By John Baden
People employ state power when moral persuasion fails. Politically legitimized coercion and constraint can generate hugely beneficial reform. The Voting Rights Act of 1964 is one example; environmental laws provide other examples.
In contrast, America's Eighteenth Amendment, prohibiting the manufacture and sale of alcohol for consumers' pleasure, was a huge failure. Industrial alcohol remained legal after the 1920 Volstead Act and medical use was often tolerated, giving rise to winking and cheating.
The predictable consequences were negative on balance: petty and organized crime, loss of tax revenue, and illness and death from tainted substitutes.

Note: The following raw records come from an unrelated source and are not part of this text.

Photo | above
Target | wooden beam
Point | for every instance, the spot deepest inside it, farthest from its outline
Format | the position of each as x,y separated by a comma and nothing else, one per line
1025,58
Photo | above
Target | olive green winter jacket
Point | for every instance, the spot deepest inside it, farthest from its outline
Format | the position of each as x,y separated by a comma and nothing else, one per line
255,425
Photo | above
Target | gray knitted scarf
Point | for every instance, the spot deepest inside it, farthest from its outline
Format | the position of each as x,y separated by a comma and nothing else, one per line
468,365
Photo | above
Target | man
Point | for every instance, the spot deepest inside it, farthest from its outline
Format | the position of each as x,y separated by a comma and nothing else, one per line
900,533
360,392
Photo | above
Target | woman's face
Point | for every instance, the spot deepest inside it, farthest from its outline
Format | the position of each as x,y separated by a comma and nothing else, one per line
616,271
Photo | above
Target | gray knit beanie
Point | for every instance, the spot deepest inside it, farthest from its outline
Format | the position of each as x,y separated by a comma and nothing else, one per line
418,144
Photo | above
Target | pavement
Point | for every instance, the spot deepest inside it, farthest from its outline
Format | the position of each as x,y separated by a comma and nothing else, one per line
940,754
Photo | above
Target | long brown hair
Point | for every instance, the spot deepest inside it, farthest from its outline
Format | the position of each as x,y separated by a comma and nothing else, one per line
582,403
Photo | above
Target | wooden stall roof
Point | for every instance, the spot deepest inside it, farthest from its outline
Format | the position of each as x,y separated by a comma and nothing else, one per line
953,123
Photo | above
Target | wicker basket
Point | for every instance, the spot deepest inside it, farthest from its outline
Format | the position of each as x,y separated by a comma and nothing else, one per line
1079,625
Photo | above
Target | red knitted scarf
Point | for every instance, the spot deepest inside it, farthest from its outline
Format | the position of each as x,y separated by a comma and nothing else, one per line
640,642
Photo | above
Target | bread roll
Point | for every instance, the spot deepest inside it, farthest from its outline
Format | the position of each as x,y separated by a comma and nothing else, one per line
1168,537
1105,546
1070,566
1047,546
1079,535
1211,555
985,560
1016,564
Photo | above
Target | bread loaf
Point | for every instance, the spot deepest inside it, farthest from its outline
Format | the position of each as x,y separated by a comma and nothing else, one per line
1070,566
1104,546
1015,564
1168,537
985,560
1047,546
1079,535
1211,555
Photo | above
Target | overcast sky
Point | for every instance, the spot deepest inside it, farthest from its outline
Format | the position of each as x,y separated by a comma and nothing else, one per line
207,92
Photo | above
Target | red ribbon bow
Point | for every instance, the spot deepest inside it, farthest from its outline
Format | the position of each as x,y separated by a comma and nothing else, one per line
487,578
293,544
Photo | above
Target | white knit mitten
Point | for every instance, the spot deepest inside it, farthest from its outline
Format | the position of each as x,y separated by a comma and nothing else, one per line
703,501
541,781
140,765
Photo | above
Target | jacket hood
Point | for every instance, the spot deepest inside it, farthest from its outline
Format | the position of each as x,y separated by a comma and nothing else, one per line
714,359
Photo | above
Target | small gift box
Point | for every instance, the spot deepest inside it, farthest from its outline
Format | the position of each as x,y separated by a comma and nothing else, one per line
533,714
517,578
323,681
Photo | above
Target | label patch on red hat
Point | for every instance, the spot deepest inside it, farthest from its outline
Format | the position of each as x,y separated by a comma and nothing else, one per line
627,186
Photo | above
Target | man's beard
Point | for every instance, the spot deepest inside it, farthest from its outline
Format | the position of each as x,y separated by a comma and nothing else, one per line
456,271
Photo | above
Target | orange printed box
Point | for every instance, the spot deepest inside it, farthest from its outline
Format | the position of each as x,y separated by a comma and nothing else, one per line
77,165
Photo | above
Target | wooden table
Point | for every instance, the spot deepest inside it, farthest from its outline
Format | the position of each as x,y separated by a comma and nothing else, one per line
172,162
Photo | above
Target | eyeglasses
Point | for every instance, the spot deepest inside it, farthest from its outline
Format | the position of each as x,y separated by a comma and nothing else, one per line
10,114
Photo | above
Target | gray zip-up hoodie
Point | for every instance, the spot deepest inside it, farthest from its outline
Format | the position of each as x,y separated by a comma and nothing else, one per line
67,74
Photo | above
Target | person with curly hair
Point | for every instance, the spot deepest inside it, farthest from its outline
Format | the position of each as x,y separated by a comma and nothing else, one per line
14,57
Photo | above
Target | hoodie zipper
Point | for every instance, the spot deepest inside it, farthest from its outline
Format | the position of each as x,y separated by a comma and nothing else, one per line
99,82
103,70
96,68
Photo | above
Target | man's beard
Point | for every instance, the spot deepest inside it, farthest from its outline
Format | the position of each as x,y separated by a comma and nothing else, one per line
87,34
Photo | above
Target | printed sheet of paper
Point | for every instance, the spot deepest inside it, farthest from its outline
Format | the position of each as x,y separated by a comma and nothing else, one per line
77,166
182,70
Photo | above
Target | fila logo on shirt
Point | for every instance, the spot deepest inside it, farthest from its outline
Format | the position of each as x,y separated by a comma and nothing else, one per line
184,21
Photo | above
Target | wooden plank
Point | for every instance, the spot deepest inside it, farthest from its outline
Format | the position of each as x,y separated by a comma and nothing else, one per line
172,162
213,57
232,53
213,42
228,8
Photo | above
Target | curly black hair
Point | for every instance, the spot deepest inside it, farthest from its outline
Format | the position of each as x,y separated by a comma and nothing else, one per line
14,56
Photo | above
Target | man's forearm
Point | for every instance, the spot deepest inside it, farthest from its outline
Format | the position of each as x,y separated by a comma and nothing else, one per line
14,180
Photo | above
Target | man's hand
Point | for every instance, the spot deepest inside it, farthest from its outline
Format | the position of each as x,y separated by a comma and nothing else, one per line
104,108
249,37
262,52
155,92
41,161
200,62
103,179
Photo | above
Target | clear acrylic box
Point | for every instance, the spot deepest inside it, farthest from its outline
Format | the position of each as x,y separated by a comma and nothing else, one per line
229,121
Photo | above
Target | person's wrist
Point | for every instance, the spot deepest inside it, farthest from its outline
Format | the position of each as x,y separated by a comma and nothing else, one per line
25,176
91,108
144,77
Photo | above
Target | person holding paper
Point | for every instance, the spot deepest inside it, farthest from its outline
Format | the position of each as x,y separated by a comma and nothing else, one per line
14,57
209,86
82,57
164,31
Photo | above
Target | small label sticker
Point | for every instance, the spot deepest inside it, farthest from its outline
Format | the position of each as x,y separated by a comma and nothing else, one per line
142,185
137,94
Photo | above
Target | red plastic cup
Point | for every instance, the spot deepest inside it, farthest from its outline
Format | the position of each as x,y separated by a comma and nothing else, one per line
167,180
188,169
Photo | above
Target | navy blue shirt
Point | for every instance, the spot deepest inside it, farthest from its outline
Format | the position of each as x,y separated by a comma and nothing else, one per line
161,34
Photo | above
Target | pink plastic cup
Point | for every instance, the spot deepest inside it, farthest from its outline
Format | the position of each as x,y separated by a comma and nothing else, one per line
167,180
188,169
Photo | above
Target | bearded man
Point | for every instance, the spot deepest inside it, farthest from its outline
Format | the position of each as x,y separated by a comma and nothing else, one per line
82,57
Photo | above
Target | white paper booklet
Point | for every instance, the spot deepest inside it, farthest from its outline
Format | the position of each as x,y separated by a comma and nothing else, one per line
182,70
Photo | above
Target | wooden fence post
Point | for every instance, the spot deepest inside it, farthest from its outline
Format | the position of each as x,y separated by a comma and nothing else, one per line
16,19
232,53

John D. Rockefeller noted, "...many of our best citizens have openly ignored Prohibition; respect for the law has been greatly lessened; and crime has increased to a [new] level."
In addition to the social, cultural, and economic costs of Prohibition, the liturgical churches, Episcopal, Lutheran, and Roman Catholic, challenged its moral legitimacy. Naturally, the soft drink industry supported "dry laws" as did bootleggers. When the results of this failed experiment became overwhelming, the Twenty-First Amendment repealed Prohibition in 1933.
There's a parallel between this failed effort and current laws outlawing recreational drugs. Powerful constituencies have developed on several sides, including law enforcement. However honorable the intent and sincere the convictions of those using government to channel or constrain behavior, legal prohibitions naturally and normally generate political corruption and illegal suppliers. Across time and cultures, that's the result.
Given America's drift, and now run, from the libertarian principles of our founders, many individuals fear additional prohibitions. For example, on November 6th, the NYT wrote of a substantial surge in gun sales as buyers become "concerned that an Obama administration will curtail their right to bear arms." A Houston gun shop owner declared, "[Obama] wants to take our guns and create a socialist society." The FBI reported that, during election week, background checks used to approve gun purchases increased 49 percent compared to the same week in 2007.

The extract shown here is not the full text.